Arkansas Archeological Survey and ASU Museum to Host Archeology Day
JONESBORO – How do archeologists make conclusions based on what is found in the dirt? What processes do they use to reconstruct the past when the archeological record is incomplete? Also, what is that oddly shaped stone that your dog dug up?
For answers to these and other questions, the Arkansas State University Museum invites everyone to the Museum for Archeology Day, Saturday, March 15, from 10 a.m. to 12 noon.
At 10 a.m., participants may listen to excerpts from the book, “Motel of Mysteries,” a fictional spoof drawing hilarious conclusions from modern “archeological finds.“ Afterwards, one may play Pro vs. Amateur to see how one’s imagination can conjure up fanciful conclusions about everyday objects.
At 11 a.m., visitors will discover the secrets left behind by a fictional society as they “dig” for “artifacts” and interpret their meaning.

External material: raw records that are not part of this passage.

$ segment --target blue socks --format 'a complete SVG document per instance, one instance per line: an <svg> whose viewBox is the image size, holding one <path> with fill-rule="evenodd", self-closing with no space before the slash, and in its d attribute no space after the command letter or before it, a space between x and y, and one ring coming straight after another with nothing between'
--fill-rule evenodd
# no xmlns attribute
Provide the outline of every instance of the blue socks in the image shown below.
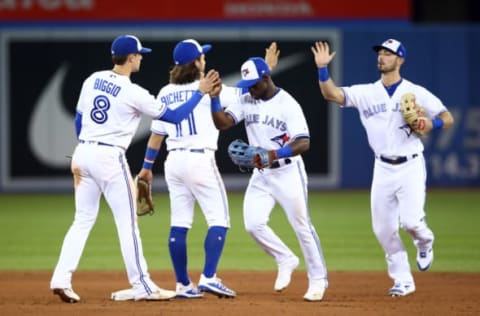
<svg viewBox="0 0 480 316"><path fill-rule="evenodd" d="M187 272L187 233L188 228L173 226L170 228L170 236L168 236L168 250L175 276L177 282L183 285L190 284Z"/></svg>
<svg viewBox="0 0 480 316"><path fill-rule="evenodd" d="M226 234L226 227L212 226L208 229L203 244L205 249L205 266L203 268L203 275L207 278L213 277L217 271L218 262L220 261L220 256L223 252L223 246L225 245Z"/></svg>
<svg viewBox="0 0 480 316"><path fill-rule="evenodd" d="M205 266L203 269L203 275L207 278L213 277L217 272L227 230L228 228L221 226L212 226L208 229L204 242ZM168 250L175 270L175 277L177 282L183 285L190 284L187 271L187 233L188 228L172 226L168 236Z"/></svg>

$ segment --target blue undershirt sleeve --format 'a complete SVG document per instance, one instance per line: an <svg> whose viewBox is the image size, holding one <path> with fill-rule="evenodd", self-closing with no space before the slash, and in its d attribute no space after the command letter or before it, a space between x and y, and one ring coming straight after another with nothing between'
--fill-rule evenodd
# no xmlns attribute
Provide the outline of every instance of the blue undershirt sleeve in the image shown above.
<svg viewBox="0 0 480 316"><path fill-rule="evenodd" d="M77 133L77 138L80 136L82 131L82 113L77 112L75 114L75 132Z"/></svg>
<svg viewBox="0 0 480 316"><path fill-rule="evenodd" d="M202 97L203 94L200 90L197 90L187 102L175 110L167 108L163 115L158 119L169 123L180 123L193 111Z"/></svg>

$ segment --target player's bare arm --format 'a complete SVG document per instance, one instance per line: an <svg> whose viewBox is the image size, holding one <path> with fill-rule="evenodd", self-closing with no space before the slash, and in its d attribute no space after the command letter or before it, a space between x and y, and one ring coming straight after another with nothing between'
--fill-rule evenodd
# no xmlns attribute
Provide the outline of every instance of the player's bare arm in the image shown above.
<svg viewBox="0 0 480 316"><path fill-rule="evenodd" d="M337 87L328 74L328 65L335 57L336 52L330 53L330 46L327 42L315 42L311 50L319 71L318 84L323 97L338 104L345 104L343 90Z"/></svg>
<svg viewBox="0 0 480 316"><path fill-rule="evenodd" d="M453 125L453 116L449 111L440 113L437 118L443 121L442 129L448 129ZM413 128L418 128L419 126L423 126L424 131L429 133L433 129L433 121L428 117L419 117L417 124Z"/></svg>
<svg viewBox="0 0 480 316"><path fill-rule="evenodd" d="M147 150L151 148L152 150L158 152L160 150L160 147L162 147L162 143L164 139L165 139L165 136L163 135L151 133L147 143ZM153 180L152 169L142 168L138 173L138 177L146 180L148 183L152 183L152 180Z"/></svg>
<svg viewBox="0 0 480 316"><path fill-rule="evenodd" d="M310 149L310 138L308 137L303 137L303 138L298 138L294 140L292 143L289 144L290 148L292 149L292 157L301 155L307 150ZM269 150L267 151L268 154L268 164L271 165L273 161L278 159L278 154L276 150ZM256 155L254 157L254 163L257 166L260 166L259 168L262 167L261 163L261 157L259 155Z"/></svg>
<svg viewBox="0 0 480 316"><path fill-rule="evenodd" d="M310 138L297 138L289 146L292 147L292 156L301 155L310 149Z"/></svg>
<svg viewBox="0 0 480 316"><path fill-rule="evenodd" d="M213 123L215 123L215 127L221 131L227 130L235 125L233 117L225 113L224 110L212 112L212 118Z"/></svg>

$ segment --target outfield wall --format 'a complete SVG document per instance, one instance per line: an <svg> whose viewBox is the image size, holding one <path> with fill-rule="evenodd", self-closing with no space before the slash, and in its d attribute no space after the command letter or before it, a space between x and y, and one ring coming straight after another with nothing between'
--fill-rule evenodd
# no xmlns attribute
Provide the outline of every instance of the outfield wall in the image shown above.
<svg viewBox="0 0 480 316"><path fill-rule="evenodd" d="M299 100L311 129L312 146L304 158L312 189L368 187L373 154L358 113L327 105L321 97L310 46L315 40L330 41L337 51L332 77L350 85L377 80L371 46L395 37L408 51L404 77L440 97L456 119L451 130L425 139L429 185L480 186L477 26L57 24L0 27L0 191L72 190L67 156L76 143L76 98L87 75L111 67L110 42L120 33L136 34L154 49L132 77L152 94L167 82L178 40L194 37L213 44L207 66L218 69L227 84L238 80L244 59L263 55L270 41L277 41L282 55L274 80ZM141 166L148 128L144 120L128 151L133 172ZM248 179L226 155L229 141L238 137L245 138L242 127L223 133L217 154L232 190L243 189ZM155 169L161 173L162 163ZM161 176L155 189L166 189Z"/></svg>

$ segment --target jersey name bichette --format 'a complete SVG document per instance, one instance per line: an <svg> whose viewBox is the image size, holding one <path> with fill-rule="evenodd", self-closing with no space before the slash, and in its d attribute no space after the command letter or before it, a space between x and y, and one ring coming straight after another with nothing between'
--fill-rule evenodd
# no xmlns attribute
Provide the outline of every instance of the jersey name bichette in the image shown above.
<svg viewBox="0 0 480 316"><path fill-rule="evenodd" d="M198 90L199 81L188 84L168 84L158 93L157 99L164 106L175 109L188 101ZM239 89L222 86L220 100L223 103L237 102ZM219 131L212 120L210 97L204 95L193 112L182 122L172 124L164 121L152 121L151 131L166 138L167 150L178 148L217 150Z"/></svg>

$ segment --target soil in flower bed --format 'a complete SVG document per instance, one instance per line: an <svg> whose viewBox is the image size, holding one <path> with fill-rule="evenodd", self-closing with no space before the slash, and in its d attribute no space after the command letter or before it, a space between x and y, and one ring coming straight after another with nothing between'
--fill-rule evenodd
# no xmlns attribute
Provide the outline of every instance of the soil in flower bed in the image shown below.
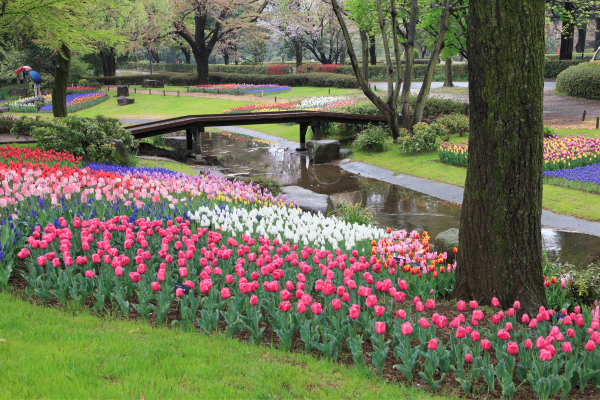
<svg viewBox="0 0 600 400"><path fill-rule="evenodd" d="M59 301L53 295L51 295L52 298L50 301L44 301L37 297L28 296L25 293L25 289L28 287L28 283L20 275L21 271L26 271L26 267L25 267L24 263L19 262L17 268L15 269L14 273L11 275L10 280L9 280L9 288L12 289L12 292L14 295L16 295L17 297L19 297L23 300L29 301L29 302L39 305L39 306L46 306L46 307L59 308L59 309L64 309L64 310L68 310L68 311L73 311L72 307L68 308L65 305L61 305L59 303ZM311 291L311 293L309 293L309 294L314 299L314 301L322 300L322 299L320 299L320 296L319 296L320 292L318 292L316 290ZM137 297L134 294L133 297L130 299L130 304L135 304L136 302L137 302ZM150 303L157 305L156 301L151 301ZM95 304L94 299L88 298L81 305L81 309L93 313L94 311L92 308L93 308L94 304ZM402 306L404 306L404 304L396 305L395 309L402 308ZM224 311L225 310L226 310L226 308L224 309ZM110 302L107 302L105 304L105 311L106 311L105 316L121 315L120 310L118 308L113 309ZM485 315L492 314L492 310L486 309L486 307L483 307L483 311L484 311ZM307 312L309 312L309 311L307 311ZM446 316L448 318L448 321L451 321L453 318L457 317L459 314L459 312L457 311L457 308L456 308L456 303L454 301L450 301L450 300L437 301L436 305L435 305L435 309L433 309L433 310L425 309L425 311L421 313L421 316L428 319L429 321L431 321L431 317L434 313L438 313L438 314ZM171 305L171 309L169 310L169 313L168 313L167 317L165 318L165 321L163 322L163 324L166 324L169 327L174 326L173 322L179 321L179 317L180 317L180 312L178 309L178 302L173 301L172 305ZM201 317L199 311L196 314L196 317L197 318ZM129 319L130 320L141 319L140 315L135 311L135 309L132 306L130 306ZM155 325L155 320L156 320L156 317L154 315L149 315L147 322L150 325ZM489 326L489 319L486 318L482 322L485 322L485 323L482 323L480 325L481 327ZM264 335L263 335L260 345L266 346L266 347L279 348L280 340L279 340L279 337L273 331L272 326L270 324L267 324L264 321L262 321L260 323L260 327L265 328ZM221 315L219 318L219 324L217 326L216 333L222 334L224 336L228 336L226 333L226 328L227 328L227 323L225 322L223 316ZM197 329L198 333L199 333L199 331L200 330ZM441 329L437 328L436 332L437 332L437 337L439 339L443 340L444 343L446 343L449 340L450 335L454 334L454 329L452 327L450 327L450 325L448 324L444 328L441 328ZM237 340L243 341L243 342L249 342L250 338L251 338L251 334L248 331L242 331L242 332L238 331L234 335L234 339L237 339ZM467 335L467 338L465 340L470 340L468 338L469 338L469 336ZM416 339L416 337L413 338L412 345L416 345L418 343L418 340L415 340L415 339ZM391 335L389 333L385 334L385 340L386 341L391 340ZM365 365L368 368L372 368L371 356L369 355L369 353L373 352L374 349L368 340L364 340L362 350L363 350L363 356L365 358ZM298 353L305 352L304 342L300 338L299 331L295 331L292 336L292 346L290 348L290 351L298 352ZM323 355L323 353L319 352L316 349L312 349L310 351L310 354L315 358L326 359L326 357ZM490 356L491 356L491 358L490 358L491 363L493 365L496 365L497 360L496 360L493 349L490 351ZM516 358L517 358L517 364L518 364L519 358L518 358L518 356ZM350 368L356 366L356 364L354 363L354 361L352 359L352 353L350 352L350 349L347 347L347 344L345 341L342 342L342 351L338 354L337 362L340 364L343 364L343 365L347 365ZM402 375L402 373L400 373L400 371L394 369L394 365L401 363L401 361L399 359L395 359L393 357L393 348L390 348L388 356L385 360L383 373L378 374L373 369L373 374L379 375L381 379L384 379L385 381L387 381L389 383L399 383L399 384L402 384L405 386L414 386L414 387L423 389L427 392L435 393L437 395L448 395L448 396L452 396L452 395L457 396L458 395L464 399L491 400L491 399L501 399L502 398L502 396L501 396L502 392L501 392L501 390L498 390L500 388L498 382L496 382L496 390L488 392L487 384L483 380L482 376L479 377L477 382L472 383L473 384L472 393L469 395L465 395L460 384L455 380L455 376L452 373L446 375L446 378L440 384L440 387L436 392L432 392L431 389L429 388L429 386L418 375L418 371L420 371L421 365L424 362L425 362L424 360L421 360L421 362L415 369L414 379L409 382L404 377L404 375ZM469 367L470 367L470 365L465 363L465 368L464 368L465 372L467 372L469 370ZM439 378L440 378L440 376L439 376L439 372L438 372L435 376L435 379L437 380ZM513 376L513 380L514 380L514 382L518 382L518 379L516 376L516 369L515 369L515 373ZM531 386L527 382L525 382L521 386L519 386L519 389L515 392L515 396L514 396L514 399L518 399L518 400L529 400L529 399L534 399L534 398L535 398L535 395L531 389ZM575 399L575 400L598 399L598 398L600 398L600 392L598 390L593 389L592 383L590 381L590 382L588 382L588 385L586 386L586 388L583 392L580 392L579 388L573 388L571 390L571 392L569 393L568 398ZM561 399L560 393L557 394L552 399L555 399L555 400Z"/></svg>

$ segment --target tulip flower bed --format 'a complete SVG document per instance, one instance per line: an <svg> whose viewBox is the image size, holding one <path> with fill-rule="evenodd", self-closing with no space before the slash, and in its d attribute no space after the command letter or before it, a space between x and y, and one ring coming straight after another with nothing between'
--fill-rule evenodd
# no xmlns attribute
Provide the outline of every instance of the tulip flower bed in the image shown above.
<svg viewBox="0 0 600 400"><path fill-rule="evenodd" d="M196 85L190 87L190 92L217 94L279 94L290 90L289 86L279 85L249 85L225 83L220 85Z"/></svg>
<svg viewBox="0 0 600 400"><path fill-rule="evenodd" d="M334 111L342 107L356 104L356 100L347 97L311 97L294 103L269 103L254 104L230 108L223 114L237 114L247 112L273 112L273 111Z"/></svg>
<svg viewBox="0 0 600 400"><path fill-rule="evenodd" d="M103 92L79 93L67 95L67 111L77 112L93 107L108 100L108 94ZM51 112L52 104L45 105L40 111Z"/></svg>
<svg viewBox="0 0 600 400"><path fill-rule="evenodd" d="M536 315L497 299L491 312L440 304L456 264L426 232L308 214L212 175L82 168L29 149L0 148L0 160L0 287L11 279L45 302L270 341L433 391L598 395L600 311L568 305L566 278L546 278L552 309Z"/></svg>
<svg viewBox="0 0 600 400"><path fill-rule="evenodd" d="M444 142L438 149L441 162L466 166L468 144ZM587 136L544 138L544 171L558 171L600 163L600 139Z"/></svg>
<svg viewBox="0 0 600 400"><path fill-rule="evenodd" d="M67 92L71 92L72 94L80 94L80 93L93 93L97 92L97 87L88 87L88 86L69 86L67 87Z"/></svg>

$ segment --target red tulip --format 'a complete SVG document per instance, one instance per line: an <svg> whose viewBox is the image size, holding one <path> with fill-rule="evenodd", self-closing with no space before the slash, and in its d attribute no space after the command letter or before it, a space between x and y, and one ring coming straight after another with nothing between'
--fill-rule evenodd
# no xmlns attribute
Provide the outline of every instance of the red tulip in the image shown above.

“On a small scale, you will uncover stratified layers, record your findings, and answer questions based on your observations,” according to Jill Kary, curator of education at the Museum. “During this exciting activity, you will learn that our knowledge of the past is incomplete. Informational gaps do exist.”
Also at 11:00 am, in the Native American Gallery, younger visitors will dig for and collect pottery shards to fit together much like puzzle pieces.
Throughout the event, visitors may bring Native American or other artifacts for identification (not appraisal) by professional archeologists. The purpose of the identification is to learn more about the age, function, and cultural meaning of objects that have been found throughout our region.
Arkansas State University Museum is located at 320 University Loop. This is a free, family event with something of interest for most age levels. ASU Museum supports lifelong learning and encourages families to play and learn together. For birthday party information, visit http://museum.astate.edu.
Regular hours are Tuesday, 9 a.m. to 7 p.m., Wednesday through Saturday, 9 a.m. to 5 p.m., and Sunday, 1 to 5 p.m. Admission is free although donations are gratefully accepted.